We reach Morelia just after 6 pm. We have a pretty good city map and a name for a hotel. It’s a busy city but with a little bit of help from two female police officers we find our hotel much quicker than last night.

The price is a bit higher than in Patzcuaro but still under 500 Pesos a night. Who can beat that price. It’s amazing what you can do without if you want to stick to a budget.

We walk to the plaza where the beautiful cathedral is. What a sight with all those lights. Everyone seems to be outside, either in a coffee shop, restaurant or on the square. There is police everywhere, helping pedestrians cross the street or staffing the tourist information booth. They drive this cute electric car. There are all super friendly. Who said Police in Mexico is corrupt? We haven’t had any problem yet.
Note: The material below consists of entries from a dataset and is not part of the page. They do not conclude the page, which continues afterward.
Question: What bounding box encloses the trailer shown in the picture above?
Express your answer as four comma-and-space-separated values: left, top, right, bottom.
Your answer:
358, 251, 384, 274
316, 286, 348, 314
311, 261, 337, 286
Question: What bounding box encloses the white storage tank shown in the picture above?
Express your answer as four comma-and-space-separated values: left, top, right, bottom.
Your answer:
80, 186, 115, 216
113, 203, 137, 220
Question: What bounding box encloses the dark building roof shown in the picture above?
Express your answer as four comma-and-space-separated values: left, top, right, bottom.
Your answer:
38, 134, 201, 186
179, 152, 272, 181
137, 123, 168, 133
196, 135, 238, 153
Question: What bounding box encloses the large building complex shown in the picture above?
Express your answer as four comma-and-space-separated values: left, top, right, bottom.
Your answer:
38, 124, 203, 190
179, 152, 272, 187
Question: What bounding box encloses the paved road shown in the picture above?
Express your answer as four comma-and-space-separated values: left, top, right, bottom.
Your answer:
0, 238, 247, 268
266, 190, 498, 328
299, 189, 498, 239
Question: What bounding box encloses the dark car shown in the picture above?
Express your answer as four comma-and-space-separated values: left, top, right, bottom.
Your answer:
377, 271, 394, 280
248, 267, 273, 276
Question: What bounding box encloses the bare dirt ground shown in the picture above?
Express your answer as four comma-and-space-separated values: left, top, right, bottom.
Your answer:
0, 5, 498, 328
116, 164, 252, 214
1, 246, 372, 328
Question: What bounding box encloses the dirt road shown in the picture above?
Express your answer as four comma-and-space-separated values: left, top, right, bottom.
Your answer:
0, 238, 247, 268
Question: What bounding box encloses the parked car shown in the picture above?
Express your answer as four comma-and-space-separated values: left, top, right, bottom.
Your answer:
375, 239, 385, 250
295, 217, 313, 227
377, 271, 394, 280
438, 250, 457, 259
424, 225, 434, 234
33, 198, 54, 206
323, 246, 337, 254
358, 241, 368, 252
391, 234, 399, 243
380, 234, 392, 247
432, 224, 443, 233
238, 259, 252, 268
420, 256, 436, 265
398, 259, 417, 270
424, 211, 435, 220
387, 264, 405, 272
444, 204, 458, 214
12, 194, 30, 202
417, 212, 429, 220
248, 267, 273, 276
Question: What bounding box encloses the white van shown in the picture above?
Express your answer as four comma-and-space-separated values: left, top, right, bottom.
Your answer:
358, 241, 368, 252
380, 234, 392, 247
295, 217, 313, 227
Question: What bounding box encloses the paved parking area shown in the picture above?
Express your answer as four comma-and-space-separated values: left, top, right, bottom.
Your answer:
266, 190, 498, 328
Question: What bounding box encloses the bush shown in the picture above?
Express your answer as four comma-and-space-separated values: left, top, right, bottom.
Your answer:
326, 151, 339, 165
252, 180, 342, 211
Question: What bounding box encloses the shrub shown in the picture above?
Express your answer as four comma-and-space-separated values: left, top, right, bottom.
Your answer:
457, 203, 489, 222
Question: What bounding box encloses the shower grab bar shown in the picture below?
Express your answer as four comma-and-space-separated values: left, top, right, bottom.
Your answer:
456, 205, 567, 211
The outdoor patios look so inviting we decided to sit down for a glass of wine.
We’re too cheap to buy an entire bottle and order the house wine, which at 60 Pesos a glass is the most awful wine I have ever tasted. Well, at least we're learning something every day.
Back at our room Mama wants to use some hot water, but claims there is only cold water coming out of the tap. We tell here that she needs to deposit 50 Pesos in the slot, just as the sign on the wall above the tap indicates. Ramiro gives her the coins and she returns to the bathroom, mumbling something along the line of: “What a rip off, hot water is suppose to be included in the price of the room”.
Meanwhile we try very hard not to laugh. The coins don’t fit in the wall. “It is a joke Mom” Ramiro tells her. They are trying to remind you not to waste any water.
She laughs with us. Ah, she’s a great sport.